Since the direction of the current is opposite to the direction of electrons,

the current is coming from the front of the wall. By applying Flemin’s left

hand rule we get the direction of the magnetic field is toward downward.

Q. State the rule to determine the direction of a

(i) magnetic field produced around a straight conductor-carrying current.

Ans. Maxwell’s Right hand thumb rule.

(ii) force experienced by a current-carrying straight conductor placed in a

magnetic field which is perpendicular to it.

Ans. Fleming’s Left hand rule.

(iii) current induced in a coil due to its rotation in a magnetic field.

Ans. Fleming’s Right hand rule.

Q. When does an electric short circuit occur?
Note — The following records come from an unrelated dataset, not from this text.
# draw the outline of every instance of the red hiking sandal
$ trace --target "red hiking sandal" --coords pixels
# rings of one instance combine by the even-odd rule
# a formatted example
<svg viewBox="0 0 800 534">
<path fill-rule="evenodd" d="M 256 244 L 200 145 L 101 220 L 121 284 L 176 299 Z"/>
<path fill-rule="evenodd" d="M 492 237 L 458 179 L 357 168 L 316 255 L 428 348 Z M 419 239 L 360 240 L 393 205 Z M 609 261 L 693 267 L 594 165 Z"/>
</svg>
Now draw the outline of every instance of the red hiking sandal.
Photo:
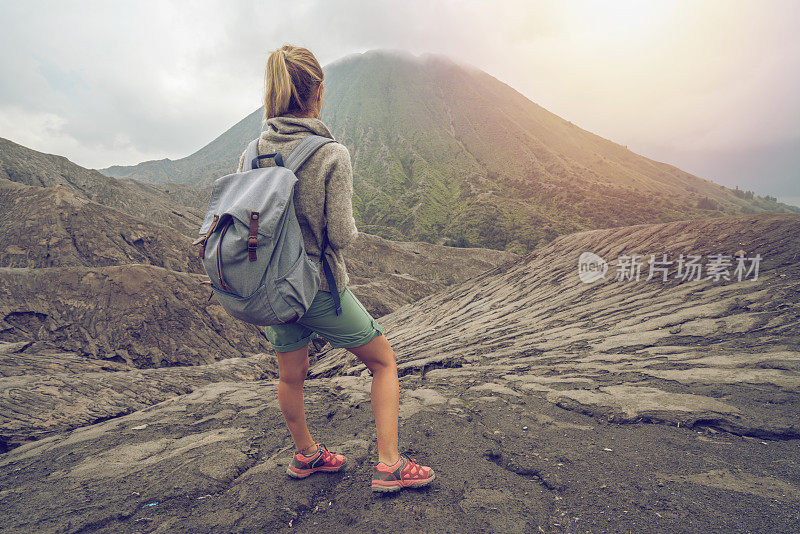
<svg viewBox="0 0 800 534">
<path fill-rule="evenodd" d="M 292 463 L 286 468 L 286 474 L 293 478 L 306 478 L 317 471 L 331 473 L 341 469 L 344 461 L 344 456 L 330 452 L 325 445 L 319 443 L 317 452 L 311 456 L 296 453 Z"/>
<path fill-rule="evenodd" d="M 403 488 L 426 486 L 435 478 L 433 469 L 419 465 L 416 460 L 400 456 L 394 465 L 383 462 L 373 466 L 372 491 L 398 491 Z"/>
</svg>

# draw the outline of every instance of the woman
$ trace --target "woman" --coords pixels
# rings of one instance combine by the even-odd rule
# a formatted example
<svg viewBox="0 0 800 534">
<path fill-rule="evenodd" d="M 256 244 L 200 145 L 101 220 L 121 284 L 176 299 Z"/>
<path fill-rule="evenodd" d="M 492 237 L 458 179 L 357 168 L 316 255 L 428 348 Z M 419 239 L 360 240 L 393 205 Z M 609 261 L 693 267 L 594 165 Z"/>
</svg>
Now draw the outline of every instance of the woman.
<svg viewBox="0 0 800 534">
<path fill-rule="evenodd" d="M 323 78 L 322 68 L 305 48 L 286 45 L 270 54 L 264 97 L 266 127 L 258 142 L 259 154 L 280 152 L 286 156 L 309 134 L 333 139 L 319 119 Z M 275 164 L 273 159 L 259 161 L 262 166 Z M 244 154 L 239 161 L 240 172 L 243 163 Z M 296 176 L 294 205 L 306 253 L 320 261 L 320 245 L 327 231 L 325 254 L 341 289 L 342 312 L 336 315 L 331 289 L 321 275 L 320 289 L 305 315 L 296 323 L 266 327 L 278 357 L 278 402 L 297 449 L 287 473 L 305 478 L 318 471 L 338 471 L 345 461 L 344 456 L 317 444 L 306 426 L 303 381 L 308 372 L 308 342 L 317 333 L 331 346 L 355 354 L 372 372 L 372 413 L 378 434 L 372 489 L 396 491 L 424 486 L 433 480 L 433 470 L 397 450 L 399 384 L 394 352 L 381 325 L 347 287 L 342 250 L 358 235 L 353 219 L 350 153 L 344 145 L 327 143 L 298 169 Z"/>
</svg>

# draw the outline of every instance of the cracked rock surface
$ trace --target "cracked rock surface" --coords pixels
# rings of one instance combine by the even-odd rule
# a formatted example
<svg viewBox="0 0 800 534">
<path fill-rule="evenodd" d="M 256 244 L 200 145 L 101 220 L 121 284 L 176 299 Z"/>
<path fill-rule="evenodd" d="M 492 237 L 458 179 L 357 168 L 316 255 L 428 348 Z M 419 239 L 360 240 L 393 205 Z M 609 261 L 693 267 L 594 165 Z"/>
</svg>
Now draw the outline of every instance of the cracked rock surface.
<svg viewBox="0 0 800 534">
<path fill-rule="evenodd" d="M 585 251 L 740 249 L 762 255 L 758 280 L 577 276 Z M 31 380 L 41 398 L 48 376 L 70 374 L 153 373 L 191 391 L 0 455 L 0 531 L 796 532 L 799 281 L 800 217 L 743 215 L 563 236 L 397 309 L 381 323 L 401 450 L 437 479 L 395 495 L 369 490 L 370 377 L 344 351 L 316 356 L 306 406 L 349 465 L 294 480 L 271 356 L 205 382 L 202 366 L 177 378 L 9 340 L 0 380 Z"/>
</svg>

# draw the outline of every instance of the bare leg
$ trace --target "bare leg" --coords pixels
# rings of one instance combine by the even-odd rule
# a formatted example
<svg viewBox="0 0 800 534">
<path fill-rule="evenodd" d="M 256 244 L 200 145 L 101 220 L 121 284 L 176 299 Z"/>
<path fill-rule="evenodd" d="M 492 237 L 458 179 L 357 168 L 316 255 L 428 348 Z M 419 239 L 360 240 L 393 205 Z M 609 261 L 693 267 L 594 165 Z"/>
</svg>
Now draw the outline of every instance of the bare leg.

Ans. When the live wire and the neutral wire come into direct contact then

an electric short circuit occurs.

Q. What is the function of an earth wire? Why is it necessary to earth

metallic appliances?

Ans. The metallic body is connected to the earth wire, which provides a

low-resistance conducting path for the current. Thus, it ensures that any

leakage of current to the metallic body of the appliance keeps its potential

to that of the earth, and the user may not get a severe electric shock.

If the earth wire is not connected to the metallic appliances then in

the case of leakage of the current, users get a severe electric shock so to

prevent this it is necessary to earth metallic appliances.